Maynard would later move to Oakland, California, where she reported for the Bakersfield Californian. In 1994, she began serving as the Special Projects Director for the Robert C. Maynard Institute for Journalism Education, a nonprofit organization co-founded by her father and step-mother that aims to improve diversity in journalism. She became the president and CEO of the Institute in 2001, where she remained until her death in 2015.

After her father's death in 1993, she edited and published a posthumous collection of his newspaper columns with introductory essays by herself, titled Letters to My Children.

Maynard served on the board of the Society of Professional Journalists' Sigma Delta Chi Foundation beginning in 1999, which renamed their Diversity Leadership Program after her in 2015. She was also a board member of the American Society of News Editors, where she was posthumously recognized with a scholarship through the John S. and James L. Knight Foundation.

== Accolades ==
When she received the Neiman fellowship in 1993, she and her father became the first father-daughter duo to be named Nieman fellows, as her father had earned the accomplishment in 1966.

She received the "Fellow of Society" award, which recognizes outstanding contributions to the journalism field, from the Society of Professional Journalists at the national convention in Seattle, Washington, on October 6, 2001, and was voted one of the "10 Most Influential African Americans in the Bay Area" in 2004 by CityFlight Media Network.
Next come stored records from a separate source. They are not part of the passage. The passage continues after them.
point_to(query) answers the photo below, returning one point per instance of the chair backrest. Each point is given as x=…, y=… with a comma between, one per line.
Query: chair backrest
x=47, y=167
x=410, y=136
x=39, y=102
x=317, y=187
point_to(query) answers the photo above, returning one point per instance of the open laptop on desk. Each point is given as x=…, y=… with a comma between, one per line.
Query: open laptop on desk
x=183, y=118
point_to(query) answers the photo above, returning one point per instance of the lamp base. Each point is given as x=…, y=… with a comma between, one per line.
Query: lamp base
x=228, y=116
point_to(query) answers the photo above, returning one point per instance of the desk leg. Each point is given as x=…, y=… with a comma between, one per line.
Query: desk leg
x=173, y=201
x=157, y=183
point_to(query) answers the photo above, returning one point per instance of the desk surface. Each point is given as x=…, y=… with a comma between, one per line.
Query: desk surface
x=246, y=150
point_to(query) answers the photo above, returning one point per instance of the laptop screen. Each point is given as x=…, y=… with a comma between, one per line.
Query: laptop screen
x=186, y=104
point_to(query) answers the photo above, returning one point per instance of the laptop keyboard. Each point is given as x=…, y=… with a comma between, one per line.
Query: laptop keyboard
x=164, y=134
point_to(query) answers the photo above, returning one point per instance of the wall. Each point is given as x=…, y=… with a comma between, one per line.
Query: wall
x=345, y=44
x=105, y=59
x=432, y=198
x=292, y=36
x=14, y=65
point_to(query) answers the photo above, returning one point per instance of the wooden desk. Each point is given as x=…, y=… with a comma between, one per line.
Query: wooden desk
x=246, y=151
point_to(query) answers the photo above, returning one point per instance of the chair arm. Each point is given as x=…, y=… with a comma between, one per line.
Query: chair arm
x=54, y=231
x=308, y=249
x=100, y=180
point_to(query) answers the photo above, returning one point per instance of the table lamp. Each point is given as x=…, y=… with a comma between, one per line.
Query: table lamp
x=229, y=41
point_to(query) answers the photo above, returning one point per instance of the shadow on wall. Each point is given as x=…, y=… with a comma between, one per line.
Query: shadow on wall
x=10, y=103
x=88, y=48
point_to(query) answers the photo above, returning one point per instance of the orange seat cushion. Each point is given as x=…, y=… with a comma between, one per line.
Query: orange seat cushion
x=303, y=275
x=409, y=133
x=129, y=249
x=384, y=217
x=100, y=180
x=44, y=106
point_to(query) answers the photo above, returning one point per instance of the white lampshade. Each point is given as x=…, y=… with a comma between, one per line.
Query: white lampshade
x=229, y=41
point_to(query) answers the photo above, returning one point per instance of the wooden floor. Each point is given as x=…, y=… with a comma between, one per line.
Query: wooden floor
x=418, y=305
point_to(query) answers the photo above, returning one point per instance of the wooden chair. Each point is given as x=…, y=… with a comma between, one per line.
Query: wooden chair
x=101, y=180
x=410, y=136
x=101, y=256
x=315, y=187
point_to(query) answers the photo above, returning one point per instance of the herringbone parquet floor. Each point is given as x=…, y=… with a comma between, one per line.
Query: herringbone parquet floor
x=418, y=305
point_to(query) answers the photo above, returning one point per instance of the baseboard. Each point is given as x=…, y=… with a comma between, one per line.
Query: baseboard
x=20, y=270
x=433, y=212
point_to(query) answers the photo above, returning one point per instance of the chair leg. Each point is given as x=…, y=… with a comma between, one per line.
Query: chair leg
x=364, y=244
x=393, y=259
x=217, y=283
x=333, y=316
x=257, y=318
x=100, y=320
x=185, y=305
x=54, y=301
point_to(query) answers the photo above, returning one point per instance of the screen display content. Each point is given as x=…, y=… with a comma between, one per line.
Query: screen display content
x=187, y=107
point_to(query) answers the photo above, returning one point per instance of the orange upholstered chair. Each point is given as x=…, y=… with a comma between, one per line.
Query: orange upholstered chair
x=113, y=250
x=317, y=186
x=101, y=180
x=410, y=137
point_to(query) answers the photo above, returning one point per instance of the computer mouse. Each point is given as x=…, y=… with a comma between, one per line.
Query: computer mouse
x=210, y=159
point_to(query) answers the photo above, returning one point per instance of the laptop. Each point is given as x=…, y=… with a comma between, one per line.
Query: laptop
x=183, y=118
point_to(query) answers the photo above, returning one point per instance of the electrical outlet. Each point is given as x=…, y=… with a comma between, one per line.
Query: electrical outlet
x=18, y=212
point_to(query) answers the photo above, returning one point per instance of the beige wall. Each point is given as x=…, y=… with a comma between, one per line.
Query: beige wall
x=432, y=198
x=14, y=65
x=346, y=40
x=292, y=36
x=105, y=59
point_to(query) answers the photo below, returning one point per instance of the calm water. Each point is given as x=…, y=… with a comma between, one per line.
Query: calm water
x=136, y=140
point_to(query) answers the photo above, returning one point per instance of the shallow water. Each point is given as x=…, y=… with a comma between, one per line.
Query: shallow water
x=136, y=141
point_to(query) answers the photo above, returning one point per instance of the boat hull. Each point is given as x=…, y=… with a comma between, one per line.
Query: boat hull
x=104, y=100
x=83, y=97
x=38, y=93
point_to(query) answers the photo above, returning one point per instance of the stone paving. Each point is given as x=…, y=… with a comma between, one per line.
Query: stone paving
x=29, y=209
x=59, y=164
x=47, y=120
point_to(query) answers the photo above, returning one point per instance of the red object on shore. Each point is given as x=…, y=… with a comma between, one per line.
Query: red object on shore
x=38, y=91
In 2008, she received the Asian American Journalists Association's Leadership in Diversity Award.

== Personal life ==
Maynard was the only child of her parents, who divorced in 1962. Her father would later remarry Nancy Alene Hicks Maynard, the first African-American female to work as a reporter at The New York Times. She has two step-brothers, David and Alex Maynard, and a half-sister, Sara-Ann Rosen.

In 2006, she married Charles Grant Lewis, a local architect in Oakland. Lewis died in 2008 after being diagnosed with a brain tumor.

On February 24, 2015, at the age of 56, Maynard died from complications of lung cancer.